I am trying to build a classifier with LightGBM on a very imbalanced dataset. Imbalance is in the ratio 97:3
, i.e.:
Class
0 0.970691
1 0.029309
Params I used and the code for training is as shown below.
lgb_params = {
'boosting_type': 'gbdt',
'objective': 'binary',
'metric':'auc',
'learning_rate': 0.1,
'is_unbalance': 'true', #because training data is unbalance (replaced with scale_pos_weight)
'num_leaves': 31, # we should let it be smaller than 2^(max_depth)
'max_depth': 6, # -1 means no limit
'subsample' : 0.78
}
# Cross-validate
cv_results = lgb.cv(lgb_params, dtrain, num_boost_round=1500, nfold=10,
verbose_eval=10, early_stopping_rounds=40)
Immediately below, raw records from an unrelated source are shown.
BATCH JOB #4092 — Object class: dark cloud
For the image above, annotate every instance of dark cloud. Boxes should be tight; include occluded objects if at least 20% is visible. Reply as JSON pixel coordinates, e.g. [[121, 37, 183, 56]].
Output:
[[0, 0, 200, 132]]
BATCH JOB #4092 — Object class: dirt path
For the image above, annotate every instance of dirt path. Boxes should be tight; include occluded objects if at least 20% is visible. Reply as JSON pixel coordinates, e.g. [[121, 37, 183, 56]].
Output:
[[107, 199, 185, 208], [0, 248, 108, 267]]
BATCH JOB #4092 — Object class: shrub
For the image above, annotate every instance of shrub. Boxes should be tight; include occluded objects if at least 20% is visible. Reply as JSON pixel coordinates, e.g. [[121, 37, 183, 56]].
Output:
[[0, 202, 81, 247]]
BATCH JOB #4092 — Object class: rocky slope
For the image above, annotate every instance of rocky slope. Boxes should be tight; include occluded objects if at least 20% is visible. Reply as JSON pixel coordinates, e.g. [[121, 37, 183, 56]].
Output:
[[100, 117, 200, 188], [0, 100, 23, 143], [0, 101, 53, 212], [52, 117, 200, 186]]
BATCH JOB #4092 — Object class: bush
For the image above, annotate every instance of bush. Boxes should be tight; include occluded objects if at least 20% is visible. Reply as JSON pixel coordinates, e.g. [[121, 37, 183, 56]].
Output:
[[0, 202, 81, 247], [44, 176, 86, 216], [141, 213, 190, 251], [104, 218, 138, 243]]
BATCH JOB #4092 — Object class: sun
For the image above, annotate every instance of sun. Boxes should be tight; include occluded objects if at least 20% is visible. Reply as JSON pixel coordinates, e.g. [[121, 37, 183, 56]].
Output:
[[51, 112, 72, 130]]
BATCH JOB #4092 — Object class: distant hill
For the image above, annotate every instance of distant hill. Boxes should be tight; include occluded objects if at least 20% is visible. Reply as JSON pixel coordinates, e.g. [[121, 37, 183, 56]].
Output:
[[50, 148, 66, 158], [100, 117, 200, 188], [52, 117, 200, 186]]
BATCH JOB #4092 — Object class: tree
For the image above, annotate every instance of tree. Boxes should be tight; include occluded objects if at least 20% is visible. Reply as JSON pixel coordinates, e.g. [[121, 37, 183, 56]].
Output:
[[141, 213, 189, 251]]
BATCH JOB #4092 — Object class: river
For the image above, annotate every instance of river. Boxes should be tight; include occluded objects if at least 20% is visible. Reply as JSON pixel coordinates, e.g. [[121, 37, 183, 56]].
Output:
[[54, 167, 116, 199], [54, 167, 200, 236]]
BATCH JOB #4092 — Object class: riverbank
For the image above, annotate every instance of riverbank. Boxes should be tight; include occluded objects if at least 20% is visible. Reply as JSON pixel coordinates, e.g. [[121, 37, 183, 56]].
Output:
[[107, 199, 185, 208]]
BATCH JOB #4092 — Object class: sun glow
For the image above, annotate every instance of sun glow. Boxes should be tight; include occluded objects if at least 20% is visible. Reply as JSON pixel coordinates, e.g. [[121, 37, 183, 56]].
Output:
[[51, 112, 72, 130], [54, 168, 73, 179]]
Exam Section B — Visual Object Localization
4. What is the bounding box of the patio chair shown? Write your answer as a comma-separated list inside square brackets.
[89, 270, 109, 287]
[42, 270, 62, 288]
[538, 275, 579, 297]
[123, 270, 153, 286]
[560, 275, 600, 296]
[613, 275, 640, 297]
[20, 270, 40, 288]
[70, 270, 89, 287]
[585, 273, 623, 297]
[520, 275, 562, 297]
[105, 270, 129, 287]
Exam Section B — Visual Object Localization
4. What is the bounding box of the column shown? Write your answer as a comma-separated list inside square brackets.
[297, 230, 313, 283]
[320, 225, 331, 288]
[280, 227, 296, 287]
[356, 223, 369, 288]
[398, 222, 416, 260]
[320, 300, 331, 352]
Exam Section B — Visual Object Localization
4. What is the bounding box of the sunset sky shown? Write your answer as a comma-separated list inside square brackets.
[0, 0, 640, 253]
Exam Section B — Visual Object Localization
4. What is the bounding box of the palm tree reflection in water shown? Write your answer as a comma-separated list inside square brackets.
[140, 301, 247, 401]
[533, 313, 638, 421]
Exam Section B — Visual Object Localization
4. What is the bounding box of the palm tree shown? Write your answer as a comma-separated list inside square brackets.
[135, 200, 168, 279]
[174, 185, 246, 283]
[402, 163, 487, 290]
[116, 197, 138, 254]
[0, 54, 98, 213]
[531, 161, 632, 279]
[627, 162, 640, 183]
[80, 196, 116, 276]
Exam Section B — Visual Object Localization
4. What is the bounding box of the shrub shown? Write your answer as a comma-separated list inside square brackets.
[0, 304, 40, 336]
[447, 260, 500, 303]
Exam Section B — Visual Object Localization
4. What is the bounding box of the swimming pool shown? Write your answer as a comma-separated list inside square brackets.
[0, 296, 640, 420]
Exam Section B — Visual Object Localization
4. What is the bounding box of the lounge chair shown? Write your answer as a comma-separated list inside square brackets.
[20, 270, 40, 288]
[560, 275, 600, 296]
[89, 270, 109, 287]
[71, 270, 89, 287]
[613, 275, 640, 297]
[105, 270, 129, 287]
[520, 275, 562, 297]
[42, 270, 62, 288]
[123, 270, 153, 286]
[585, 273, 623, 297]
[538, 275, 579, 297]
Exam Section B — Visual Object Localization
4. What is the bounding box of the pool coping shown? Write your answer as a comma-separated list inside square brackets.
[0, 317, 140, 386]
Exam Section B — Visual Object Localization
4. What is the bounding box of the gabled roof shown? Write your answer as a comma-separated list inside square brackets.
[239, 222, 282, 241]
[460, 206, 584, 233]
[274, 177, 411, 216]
nround = cv_results['auc-mean'].index(np.max(cv_results['auc-mean']))
print(nround)
model = lgb.train(lgb_params, dtrain, num_boost_round=nround)
preds = model.predict(test_feats)
preds = [1 if x >= 0.5 else 0 for x in preds]
I ran CV to get the best model and best round. I got 0.994 AUC on CV and similar score in Validation set.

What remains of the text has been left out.